Separating out audio features in our dataset, we calculate the mean vector of a song list as our "song center" and use cosine distance to find closest matches to return as a DataFrame. The end result is a user-input song or song list returning closest-distance song suggestions for the user based on Spotify's numerical audio features.

Challenges we faced

We experimented with addtitional datascraping tools from open source websitess like SoundCloud, Deezer, Pandora and Apple Music. The problem with these platforms included very limited api calls to scrape data and anti-automation and bot-bursting servies that didn't allow us to scrap data effectively.

The result was we had to settle with using Spotipy, which allowed us to scrape upto 500 api calls per month, which we scraped using multiple accounts. The undersampling problem was mostly solved by SMOT.

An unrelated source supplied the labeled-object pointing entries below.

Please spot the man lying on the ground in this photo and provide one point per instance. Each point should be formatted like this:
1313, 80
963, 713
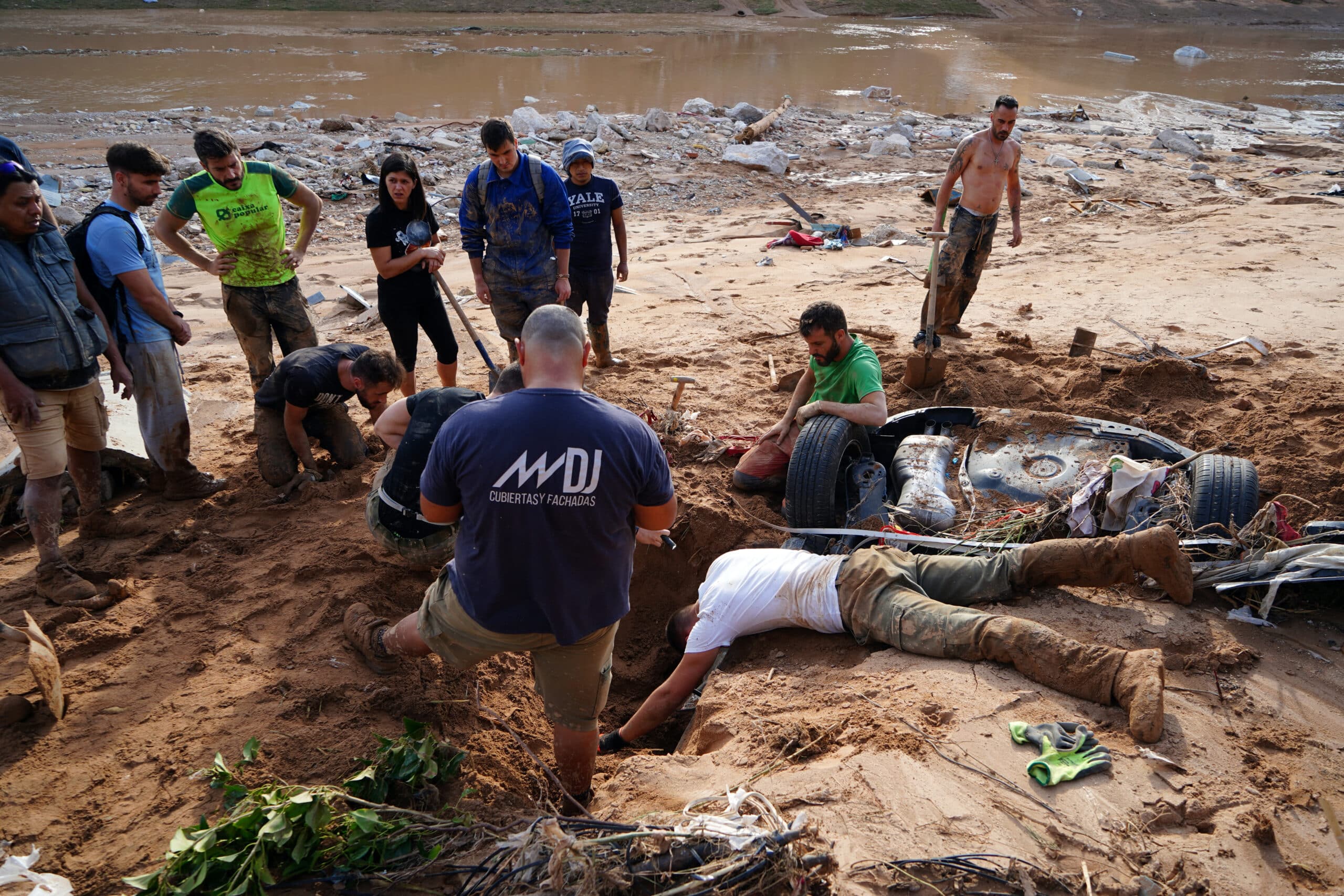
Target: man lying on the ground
920, 604
843, 379
307, 395
409, 428
566, 475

Moreover, we experimented with other Tech Stacks like Node Stack, and Python-Flask. All of them required extensive work in frontend developement to inculcate into a deployable format to analyze data. Choosing Streamlit was the optimal outcome due to very little need for frontend development as they support markdown developement.

Future prospects

There are several directions we could take this project in the future to improve or expand upon the current implementation:

  1. Incorporating User Feedback: One way to further personalize the recommendations could be to incorporate user feedback. For example, we could ask users to rate how much they like the recommended songs, and use this feedback to adjust the recommendations for future users. This would require building a feedback mechanism into the web app and incorporating it into the recommendation algorithm.
  2. Exploring Alternative Recommendation Algorithms: While the current content-based recommendation system based on cosine distance is effective, we could explore other algorithms such as collaborative filtering or matrix factorization to see if they could improve the recommendations. This would require collecting additional data, such as user listening histories or ratings, and implementing a different algorithm in the recommendation system.
  3. Expanding to Additional Playlists: While our initial implementation used a playlist from Four Tet, we could expand the project to include additional playlists from a variety of artists and genres. This would allow us to test the effectiveness of the recommendation system on a wider range of music, and potentially identify any limitations of the current algorithm.
  4. Incorporating External Data: We could also explore incorporating external data sources, such as artist or album information, to further personalize the recommendations. For example, we could recommend songs from the same album or by the same artist as the user-input track, or incorporate genre or mood information to generate more targeted recommendations.